If it is for being in the name of religion and pleasing the lord then why ban ‘Sati’? Wouldn’t it have got gods enraged? The Hinduism lawmakers Yajnavalkya & Manu Inc. had constituted many blasphemous rites in the name of religion, many of which leave my incisors dying to make mark in the back of the legislative ‘holier than thou’ flesh!
If it is in the name of tradition and cultural heritage then it must be noted that the historical evidences reveal that the sport was never what it is today.
For those hoisting the flag in favor of it being a veera velayattu(guts and glory sport), the difference between valour and stupidity is a thin fine line. Taming a strong animal and playing a pseudo hero? Why don’t serve in the fight against terrorism?And then there is a section esp. Tamilnadu Tourism department which wants Jallikattu continued as it attracts foreigners- well, if blood served as an effective tourist magnet than Afghanistan (or closer home Kashmir) would have had the maximum tourists flocking in?

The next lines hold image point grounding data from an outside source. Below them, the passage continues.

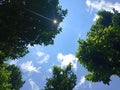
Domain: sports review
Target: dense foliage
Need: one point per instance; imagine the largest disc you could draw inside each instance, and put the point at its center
(15, 77)
(4, 78)
(62, 79)
(20, 26)
(100, 52)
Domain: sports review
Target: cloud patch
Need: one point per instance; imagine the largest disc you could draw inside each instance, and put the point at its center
(81, 82)
(34, 86)
(28, 66)
(66, 59)
(13, 62)
(102, 5)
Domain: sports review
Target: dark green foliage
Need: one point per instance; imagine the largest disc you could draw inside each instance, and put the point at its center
(4, 78)
(19, 27)
(15, 77)
(62, 79)
(100, 52)
(10, 77)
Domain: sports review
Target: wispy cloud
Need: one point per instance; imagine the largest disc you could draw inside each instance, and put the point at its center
(34, 86)
(45, 57)
(95, 18)
(81, 82)
(102, 5)
(28, 66)
(66, 59)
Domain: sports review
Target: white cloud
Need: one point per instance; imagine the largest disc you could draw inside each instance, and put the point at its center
(40, 54)
(34, 86)
(28, 66)
(45, 57)
(66, 59)
(81, 82)
(13, 62)
(96, 17)
(102, 5)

Earth provides enough to satisfy every man’s need, but not every man’s greed.~Mahatma Gandhi
Reminds me of this scene from Ace Ventura: When Nature calls
Ace: That’s a lovely wrap you’re wearing! Perhaps I could buy you some fluffy new slippers, made from the heads of innocent and defenseless baby seals!
The Monopoly Guy: Who is this ghastly man?

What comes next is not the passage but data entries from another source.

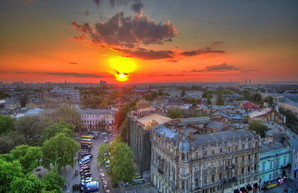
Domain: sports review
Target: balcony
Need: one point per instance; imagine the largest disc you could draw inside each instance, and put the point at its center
(230, 180)
(160, 171)
(232, 166)
(184, 176)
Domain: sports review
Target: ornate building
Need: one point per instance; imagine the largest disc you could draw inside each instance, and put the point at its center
(182, 160)
(139, 130)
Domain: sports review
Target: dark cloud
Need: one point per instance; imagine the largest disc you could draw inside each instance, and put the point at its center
(194, 70)
(201, 51)
(221, 67)
(97, 2)
(137, 7)
(217, 68)
(74, 74)
(146, 54)
(127, 32)
(154, 75)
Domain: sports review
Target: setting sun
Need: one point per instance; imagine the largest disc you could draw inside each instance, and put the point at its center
(121, 76)
(122, 66)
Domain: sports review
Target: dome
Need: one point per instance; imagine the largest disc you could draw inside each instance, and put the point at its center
(184, 145)
(143, 104)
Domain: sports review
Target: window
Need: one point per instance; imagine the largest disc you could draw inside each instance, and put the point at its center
(263, 166)
(205, 180)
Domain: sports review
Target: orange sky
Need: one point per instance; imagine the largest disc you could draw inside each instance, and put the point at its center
(44, 41)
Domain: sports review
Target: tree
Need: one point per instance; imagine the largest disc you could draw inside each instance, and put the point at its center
(122, 167)
(175, 113)
(29, 184)
(102, 158)
(6, 124)
(28, 156)
(8, 172)
(10, 141)
(209, 96)
(259, 128)
(219, 99)
(66, 114)
(31, 128)
(61, 127)
(59, 150)
(53, 181)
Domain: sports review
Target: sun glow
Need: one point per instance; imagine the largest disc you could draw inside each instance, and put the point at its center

Ace: Ace Ventura, Pet Detective. And YOU must be the Monopoly guy! Hey.
Ace: Thanks for the free parking.
Pompous woman: Another ACTIVIST, McGuire.
The Monopoly Guy: Activist, yes
Ace: [imitating him] activist, yes, mhmhmhmhmhmhmhmhm!
Pompous woman: Mr. Ventura, there is nothing wrong with enjoying the fruits of nature. You should try it sometime.
Ace: Alrighty then!
[smacks man in the face which knocks him unconscious, drapes him over his shoulders and begins to sing and dance exotically]
Ace: [shakes man] Do not pass go! Do not collect $200!
[hands back man to pompous woman]
Ace: It’s lovely, but I fancy myself in autumn!